INTERVIEWTECHNIEK 1
Definitie Een interview is een formeel en door de interviewer gestuurd tweegesprek dat een duidelijk informatief doel nastreeft. De losse babbel tijdens de koffiepauze waarbij je informeert naar de vakantieplannen van je collega is dus geen interview. Doordat een interview formeel en gestuurd is en het informatie genereert, lijkt het sterk op een enquête. Toch verschilt het ervan doordat het interview minder strak gestructureerd en geformuleerd is. Het geeft de interviewer de kans in te spelen op de antwoorden van de gesprekspartner. Het is er immers niet op gericht om de antwoorden nauwkeurig te vergelijken of te kwantificeren.
2
Werkwijze In principe volg je de werkwijze voor “Zakelijk dialogeren”, zoals beschreven in Tekstgids, Werkboek blz. 117-118. Hieronder vind je enkele verduidelijkingen/aanvullingen die specifiek zijn voor een interview. stap 1: zie blz. 117 stap 2: zie blz. 117 • Kies een geschikte gesprekspartner.
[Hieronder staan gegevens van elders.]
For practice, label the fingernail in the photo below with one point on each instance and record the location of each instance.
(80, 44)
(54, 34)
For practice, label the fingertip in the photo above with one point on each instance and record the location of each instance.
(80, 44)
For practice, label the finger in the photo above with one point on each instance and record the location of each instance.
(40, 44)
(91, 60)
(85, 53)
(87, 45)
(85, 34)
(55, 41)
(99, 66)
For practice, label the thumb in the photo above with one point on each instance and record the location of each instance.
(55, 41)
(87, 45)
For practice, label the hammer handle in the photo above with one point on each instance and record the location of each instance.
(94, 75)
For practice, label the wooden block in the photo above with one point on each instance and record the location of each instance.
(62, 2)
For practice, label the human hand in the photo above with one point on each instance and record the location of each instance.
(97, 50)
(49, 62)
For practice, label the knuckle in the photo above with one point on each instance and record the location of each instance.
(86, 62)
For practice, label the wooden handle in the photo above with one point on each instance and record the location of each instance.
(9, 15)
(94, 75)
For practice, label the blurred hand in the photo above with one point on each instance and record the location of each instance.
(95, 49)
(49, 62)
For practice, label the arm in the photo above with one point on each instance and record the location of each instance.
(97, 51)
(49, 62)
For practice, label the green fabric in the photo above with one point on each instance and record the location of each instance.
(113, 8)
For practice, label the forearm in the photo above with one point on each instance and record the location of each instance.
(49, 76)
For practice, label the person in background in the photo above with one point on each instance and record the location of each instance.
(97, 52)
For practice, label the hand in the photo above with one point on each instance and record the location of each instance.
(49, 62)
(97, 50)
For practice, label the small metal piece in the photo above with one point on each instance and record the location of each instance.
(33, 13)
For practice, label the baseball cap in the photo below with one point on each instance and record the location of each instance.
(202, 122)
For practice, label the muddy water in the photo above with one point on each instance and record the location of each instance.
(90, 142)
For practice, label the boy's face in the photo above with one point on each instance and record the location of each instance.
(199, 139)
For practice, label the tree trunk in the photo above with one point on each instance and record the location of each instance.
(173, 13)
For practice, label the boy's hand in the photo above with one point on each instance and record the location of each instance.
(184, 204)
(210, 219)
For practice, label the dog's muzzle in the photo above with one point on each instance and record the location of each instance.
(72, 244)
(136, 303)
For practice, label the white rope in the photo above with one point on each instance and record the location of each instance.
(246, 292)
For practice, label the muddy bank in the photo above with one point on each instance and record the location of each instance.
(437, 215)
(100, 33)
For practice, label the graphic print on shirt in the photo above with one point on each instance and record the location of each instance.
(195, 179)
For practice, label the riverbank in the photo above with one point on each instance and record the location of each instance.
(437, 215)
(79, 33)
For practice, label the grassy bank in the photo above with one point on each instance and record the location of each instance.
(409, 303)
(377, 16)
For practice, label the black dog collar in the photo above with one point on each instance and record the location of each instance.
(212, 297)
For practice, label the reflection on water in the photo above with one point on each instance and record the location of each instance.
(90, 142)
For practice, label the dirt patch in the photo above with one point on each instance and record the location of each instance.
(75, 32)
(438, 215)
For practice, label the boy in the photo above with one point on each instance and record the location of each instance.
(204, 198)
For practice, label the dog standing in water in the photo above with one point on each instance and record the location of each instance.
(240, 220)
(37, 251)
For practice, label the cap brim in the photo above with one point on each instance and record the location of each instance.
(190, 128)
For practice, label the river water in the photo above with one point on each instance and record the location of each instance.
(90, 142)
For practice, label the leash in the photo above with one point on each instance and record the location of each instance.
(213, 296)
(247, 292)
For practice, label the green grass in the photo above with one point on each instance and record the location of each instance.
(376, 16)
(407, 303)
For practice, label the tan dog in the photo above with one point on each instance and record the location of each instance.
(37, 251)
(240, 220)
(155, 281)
Ga na of je gespekspartner voldoende weet over het onderwerp. • Vorm je een duidelijk beeld van je gesprekspartner en van de organisatie die hij vertegenwoordigt. Vraag eventueel vooraf documentatie aan. • Verzamel een aantal argumenten om de gesprekspartner te overtuigen je te woord te staan. Niet iedereen vindt het leuk geïnterviewd te worden of heeft de bevoegdheid een interview te geven. • Werk je desgevallend zelf voldoende in het onderwerp van het interview in., zodat je in staat bent op een antwoord dieper in te gaan en door te vragen.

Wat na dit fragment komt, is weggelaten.